A: I think the key part of your letter is the phrase “aside from being grossed out,” which suggests that your concern has less to do with spending more time with your brother-in-law and offering him emotional support, and more to do with trying to control his behavior.
Your wife is right—he is an adult, and you two aren’t especially close, so you have a limited ability to start raising intimately personal issues with him. You can’t go from “We speak every few months” to “Hey, I’ve identified your three biggest problems in life and think it’s time for you to address them” overnight. If nothing else, know that as a fat person, your brother-in-law has likely already gotten a great deal of advice and input about his eating habits from strangers, friends, and acquaintances, even if your family has refrained from commenting. That doesn’t mean, however, that there’s nothing you can do to help support someone you believe to be in visible emotional pain.
You say that the other day he didn’t say hello to anyone at the family dinner, then sat in a corner while eating. As an in-law who doesn’t have a solid friendship with him, it’s not your place to subsequently ask him about his relationship to food, but there was nothing keeping you from going over and saying hello, and engaging him socially. Your options are not restricted to either “Tell your grown in-law you think he’s eating emotionally/compulsively, that he needs a girlfriend, and he has a spotty employment history, and that you know how to fix it” or “ignore him completely.” If you think he seems lonely and isolated at family events, say hello. Draw him out. Tell him you’re happy to see him, and try to find something you’d both enjoy talking about, rather than keeping a mental scorecard of how much weight he’s gained in the last seven years. If you reframe your goal from “fixing” your brother-in-law to “seeking to better understand and support him,” then I think there’s plenty of scope for meaningful, helpful action.

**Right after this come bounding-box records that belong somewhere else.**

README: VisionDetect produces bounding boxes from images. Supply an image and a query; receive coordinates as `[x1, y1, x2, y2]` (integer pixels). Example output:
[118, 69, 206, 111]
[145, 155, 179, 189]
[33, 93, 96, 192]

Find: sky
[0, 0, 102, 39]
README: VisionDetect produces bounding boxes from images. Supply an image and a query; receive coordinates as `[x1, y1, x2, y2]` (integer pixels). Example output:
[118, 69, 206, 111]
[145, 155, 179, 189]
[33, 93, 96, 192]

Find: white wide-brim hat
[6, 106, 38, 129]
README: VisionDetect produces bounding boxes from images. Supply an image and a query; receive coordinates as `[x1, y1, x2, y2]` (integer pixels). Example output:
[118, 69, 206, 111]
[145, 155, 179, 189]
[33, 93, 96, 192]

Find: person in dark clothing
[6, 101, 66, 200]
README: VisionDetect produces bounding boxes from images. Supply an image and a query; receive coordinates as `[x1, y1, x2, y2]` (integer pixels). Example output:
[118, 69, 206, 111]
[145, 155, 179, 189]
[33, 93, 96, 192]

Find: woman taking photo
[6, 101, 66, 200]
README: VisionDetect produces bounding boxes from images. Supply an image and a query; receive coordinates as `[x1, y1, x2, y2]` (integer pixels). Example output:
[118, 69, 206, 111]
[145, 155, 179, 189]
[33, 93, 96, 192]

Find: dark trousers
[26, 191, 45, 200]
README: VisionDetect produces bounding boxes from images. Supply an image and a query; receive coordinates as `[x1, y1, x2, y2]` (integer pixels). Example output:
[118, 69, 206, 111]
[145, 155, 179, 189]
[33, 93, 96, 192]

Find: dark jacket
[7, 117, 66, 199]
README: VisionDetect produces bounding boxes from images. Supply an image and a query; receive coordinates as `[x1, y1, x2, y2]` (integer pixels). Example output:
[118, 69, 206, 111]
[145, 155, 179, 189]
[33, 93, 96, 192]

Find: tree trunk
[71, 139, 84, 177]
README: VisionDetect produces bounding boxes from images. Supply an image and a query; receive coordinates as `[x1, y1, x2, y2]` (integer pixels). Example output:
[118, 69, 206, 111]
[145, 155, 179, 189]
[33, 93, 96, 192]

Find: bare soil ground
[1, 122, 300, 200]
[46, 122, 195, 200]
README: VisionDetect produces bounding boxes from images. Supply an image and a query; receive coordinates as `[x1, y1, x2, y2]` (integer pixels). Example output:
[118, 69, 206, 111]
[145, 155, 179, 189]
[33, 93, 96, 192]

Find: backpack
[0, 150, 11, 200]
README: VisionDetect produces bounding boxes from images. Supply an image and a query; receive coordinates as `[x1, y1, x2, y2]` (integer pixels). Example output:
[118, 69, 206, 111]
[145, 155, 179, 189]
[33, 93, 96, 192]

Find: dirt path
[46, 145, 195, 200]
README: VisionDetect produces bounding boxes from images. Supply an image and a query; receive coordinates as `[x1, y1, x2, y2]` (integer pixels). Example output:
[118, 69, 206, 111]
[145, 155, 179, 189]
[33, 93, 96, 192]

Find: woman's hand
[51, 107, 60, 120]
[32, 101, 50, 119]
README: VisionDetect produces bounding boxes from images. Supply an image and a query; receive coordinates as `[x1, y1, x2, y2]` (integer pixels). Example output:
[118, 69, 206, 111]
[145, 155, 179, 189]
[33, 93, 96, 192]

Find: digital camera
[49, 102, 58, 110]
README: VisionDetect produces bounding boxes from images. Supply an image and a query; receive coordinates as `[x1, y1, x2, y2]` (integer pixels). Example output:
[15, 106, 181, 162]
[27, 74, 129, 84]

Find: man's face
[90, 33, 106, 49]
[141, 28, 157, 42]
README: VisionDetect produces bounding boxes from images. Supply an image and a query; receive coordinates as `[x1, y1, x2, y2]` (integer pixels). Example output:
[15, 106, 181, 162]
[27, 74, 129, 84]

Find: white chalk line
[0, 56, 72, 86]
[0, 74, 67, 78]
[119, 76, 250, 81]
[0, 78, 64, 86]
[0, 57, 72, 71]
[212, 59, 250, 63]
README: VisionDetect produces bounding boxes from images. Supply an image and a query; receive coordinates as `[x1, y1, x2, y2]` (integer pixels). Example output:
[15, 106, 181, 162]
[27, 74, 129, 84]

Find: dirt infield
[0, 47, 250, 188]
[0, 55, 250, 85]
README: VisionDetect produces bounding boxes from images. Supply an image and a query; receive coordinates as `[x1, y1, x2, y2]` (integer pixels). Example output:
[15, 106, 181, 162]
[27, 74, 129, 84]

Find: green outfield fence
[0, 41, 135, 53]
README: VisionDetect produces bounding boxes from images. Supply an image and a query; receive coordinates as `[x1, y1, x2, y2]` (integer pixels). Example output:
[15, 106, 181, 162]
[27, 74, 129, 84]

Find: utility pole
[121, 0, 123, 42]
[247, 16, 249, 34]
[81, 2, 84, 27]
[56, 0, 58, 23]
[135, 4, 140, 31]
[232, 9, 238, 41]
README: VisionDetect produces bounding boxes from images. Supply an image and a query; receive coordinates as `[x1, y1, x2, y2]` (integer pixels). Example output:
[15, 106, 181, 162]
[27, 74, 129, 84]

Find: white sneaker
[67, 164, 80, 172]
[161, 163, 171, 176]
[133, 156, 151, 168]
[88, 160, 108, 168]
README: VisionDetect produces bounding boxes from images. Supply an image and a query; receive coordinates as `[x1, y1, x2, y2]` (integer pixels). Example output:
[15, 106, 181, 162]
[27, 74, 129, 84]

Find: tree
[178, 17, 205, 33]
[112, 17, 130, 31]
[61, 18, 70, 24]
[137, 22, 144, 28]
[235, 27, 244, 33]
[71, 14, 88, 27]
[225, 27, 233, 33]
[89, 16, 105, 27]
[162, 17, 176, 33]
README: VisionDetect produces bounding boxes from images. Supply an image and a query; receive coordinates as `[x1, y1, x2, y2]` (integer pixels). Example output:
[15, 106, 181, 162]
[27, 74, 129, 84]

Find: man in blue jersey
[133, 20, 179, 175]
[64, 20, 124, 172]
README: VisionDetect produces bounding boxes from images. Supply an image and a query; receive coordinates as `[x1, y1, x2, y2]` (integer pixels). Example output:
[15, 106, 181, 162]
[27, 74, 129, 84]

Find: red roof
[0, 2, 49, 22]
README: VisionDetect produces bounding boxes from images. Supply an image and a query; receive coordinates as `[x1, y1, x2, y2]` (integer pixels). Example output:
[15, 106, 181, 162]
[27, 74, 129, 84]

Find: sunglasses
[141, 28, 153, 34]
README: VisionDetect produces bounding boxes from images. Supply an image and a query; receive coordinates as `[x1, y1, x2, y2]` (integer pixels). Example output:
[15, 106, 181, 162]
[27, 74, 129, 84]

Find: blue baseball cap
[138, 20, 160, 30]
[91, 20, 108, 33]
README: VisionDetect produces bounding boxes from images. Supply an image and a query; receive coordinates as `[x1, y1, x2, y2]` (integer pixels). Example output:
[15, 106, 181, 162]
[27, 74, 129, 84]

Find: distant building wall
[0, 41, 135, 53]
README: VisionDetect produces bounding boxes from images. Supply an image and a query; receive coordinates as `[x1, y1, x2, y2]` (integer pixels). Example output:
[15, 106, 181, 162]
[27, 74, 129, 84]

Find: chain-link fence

Q. Re: Stuck: I’m not sure if your answer was completely spot-on. I agree that the letter writer seems to have Evil Stepmother tendencies, but there might also be something else going on that’s alerting her that something is weird. An 18-year-old girl calling her father figure “daddy” is disturbing. It may be that the letter writer is picking up on some weird nefarious thing that’s happening and she can’t quite figure out what it is.
A: Sure, I’m of the opinion that daddy is a term that should generally stay in childhood, but this absolutely pales in comparison to the letter writer’s expectation that her boyfriend should stop considering his daughters to be his daughters. If the letter writer had said, “I love my boyfriend and want to get to know his children better, and I’m a little concerned about some of their boundaries and whether or not I can expect to build a separate life with him as they continue to grow up,” we’d have plenty to work with. But the letter writer asked how she could convince her boyfriend to abandon his children, and that supersedes everything else, to my mind.